Using Gas Pycnometry to Determine Battery Component Crystallinity

The crystallinity of powder cathode and anode battery components plays a key role in electron transfer properties. Gas pycnometry can be used to assess the skeletal density of these components, which can then be related to the crystallinity. Extremely accurate volume measurements, like those performed with the Ultrapyc 5000, are required for this application to determine relative crystallinity.


Improving electrode battery components to achieve faster and more efficient energy transfer is an important part of battery material research and design.
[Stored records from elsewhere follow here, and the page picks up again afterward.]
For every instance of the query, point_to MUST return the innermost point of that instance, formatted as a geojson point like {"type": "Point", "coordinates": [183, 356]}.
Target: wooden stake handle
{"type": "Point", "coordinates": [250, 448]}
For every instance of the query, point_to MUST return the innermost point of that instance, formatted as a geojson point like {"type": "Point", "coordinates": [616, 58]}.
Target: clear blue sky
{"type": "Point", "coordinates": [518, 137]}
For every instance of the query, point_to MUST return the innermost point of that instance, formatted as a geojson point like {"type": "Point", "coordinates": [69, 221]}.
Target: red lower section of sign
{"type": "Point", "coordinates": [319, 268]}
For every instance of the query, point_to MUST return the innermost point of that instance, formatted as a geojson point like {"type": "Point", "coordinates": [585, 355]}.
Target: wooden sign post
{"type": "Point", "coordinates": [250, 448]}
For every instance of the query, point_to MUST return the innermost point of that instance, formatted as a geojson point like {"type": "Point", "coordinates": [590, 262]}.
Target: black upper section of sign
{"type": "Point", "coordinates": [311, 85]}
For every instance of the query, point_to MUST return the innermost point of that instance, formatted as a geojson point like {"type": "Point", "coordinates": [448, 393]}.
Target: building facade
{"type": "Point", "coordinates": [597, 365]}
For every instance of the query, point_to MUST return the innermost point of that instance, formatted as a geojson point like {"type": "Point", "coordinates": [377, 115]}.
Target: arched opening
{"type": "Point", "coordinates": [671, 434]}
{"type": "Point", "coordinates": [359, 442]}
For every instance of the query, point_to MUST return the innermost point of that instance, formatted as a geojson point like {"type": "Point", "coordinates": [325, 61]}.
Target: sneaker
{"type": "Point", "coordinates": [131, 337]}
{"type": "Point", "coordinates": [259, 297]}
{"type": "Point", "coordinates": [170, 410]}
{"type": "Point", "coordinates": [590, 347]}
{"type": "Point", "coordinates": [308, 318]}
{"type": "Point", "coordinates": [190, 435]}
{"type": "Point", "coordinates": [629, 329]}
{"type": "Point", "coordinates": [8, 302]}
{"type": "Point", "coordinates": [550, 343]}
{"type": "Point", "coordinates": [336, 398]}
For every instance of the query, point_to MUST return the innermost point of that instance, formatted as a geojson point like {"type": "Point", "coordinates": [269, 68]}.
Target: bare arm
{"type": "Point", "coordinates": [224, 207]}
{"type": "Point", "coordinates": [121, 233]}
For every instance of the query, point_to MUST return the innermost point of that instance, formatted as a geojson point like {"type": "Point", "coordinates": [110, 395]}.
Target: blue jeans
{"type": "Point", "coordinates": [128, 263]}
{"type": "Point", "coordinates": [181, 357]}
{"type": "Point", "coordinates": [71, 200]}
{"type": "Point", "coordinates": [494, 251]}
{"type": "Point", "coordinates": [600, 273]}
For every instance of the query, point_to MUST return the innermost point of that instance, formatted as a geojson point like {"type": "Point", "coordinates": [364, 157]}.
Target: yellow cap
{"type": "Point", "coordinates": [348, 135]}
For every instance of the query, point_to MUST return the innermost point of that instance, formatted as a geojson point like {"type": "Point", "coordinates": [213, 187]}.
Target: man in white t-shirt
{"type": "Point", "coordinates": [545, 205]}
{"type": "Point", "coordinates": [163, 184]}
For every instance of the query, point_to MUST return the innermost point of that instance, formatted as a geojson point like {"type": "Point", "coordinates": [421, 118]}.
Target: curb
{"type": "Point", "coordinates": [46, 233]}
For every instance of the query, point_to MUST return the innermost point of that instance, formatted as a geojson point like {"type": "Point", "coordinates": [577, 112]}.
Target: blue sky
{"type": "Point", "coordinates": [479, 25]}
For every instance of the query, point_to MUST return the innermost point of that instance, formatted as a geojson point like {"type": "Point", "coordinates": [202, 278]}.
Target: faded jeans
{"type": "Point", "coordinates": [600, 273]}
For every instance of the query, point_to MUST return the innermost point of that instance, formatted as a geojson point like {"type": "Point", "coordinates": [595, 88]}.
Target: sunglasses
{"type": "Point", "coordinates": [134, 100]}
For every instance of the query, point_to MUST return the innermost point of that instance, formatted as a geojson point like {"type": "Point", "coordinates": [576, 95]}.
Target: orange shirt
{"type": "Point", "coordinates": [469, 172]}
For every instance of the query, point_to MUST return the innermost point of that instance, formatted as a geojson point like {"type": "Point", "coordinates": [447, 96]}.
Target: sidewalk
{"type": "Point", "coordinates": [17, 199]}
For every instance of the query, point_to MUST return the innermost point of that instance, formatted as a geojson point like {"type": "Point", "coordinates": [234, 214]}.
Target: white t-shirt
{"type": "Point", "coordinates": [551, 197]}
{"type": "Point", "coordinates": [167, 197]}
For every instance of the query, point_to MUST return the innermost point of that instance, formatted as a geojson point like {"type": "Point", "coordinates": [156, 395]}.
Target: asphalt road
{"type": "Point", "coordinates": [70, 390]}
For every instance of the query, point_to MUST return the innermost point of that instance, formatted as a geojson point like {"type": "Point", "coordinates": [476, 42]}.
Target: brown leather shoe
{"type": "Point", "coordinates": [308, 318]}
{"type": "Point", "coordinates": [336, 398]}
In particular, crystallinity is a critical property of solid battery electrode components because it enables ions  to conduct efficiently through the anode and cathode instead of slowing down in the amorphous domains. The higher the crystallinity of the anode or cathode component, the more efficient the electron transfer through and between the components.

Crystallinity affects the volume of a material and the degree of crystallinity can be detected using a technique that can measure the skeletal volume, such as gas pycnometry. The mass and measured volume of the sample are used to calculate the skeletal density. Therefore, skeletal density correlates with the crystallinity of a material, where the higher the skeletal density, the more crystalline the material. If skeletal densities of the completely amorphous and completely crystalline formations are known, it is also possible to compute the percent of crystallinity of a given sample.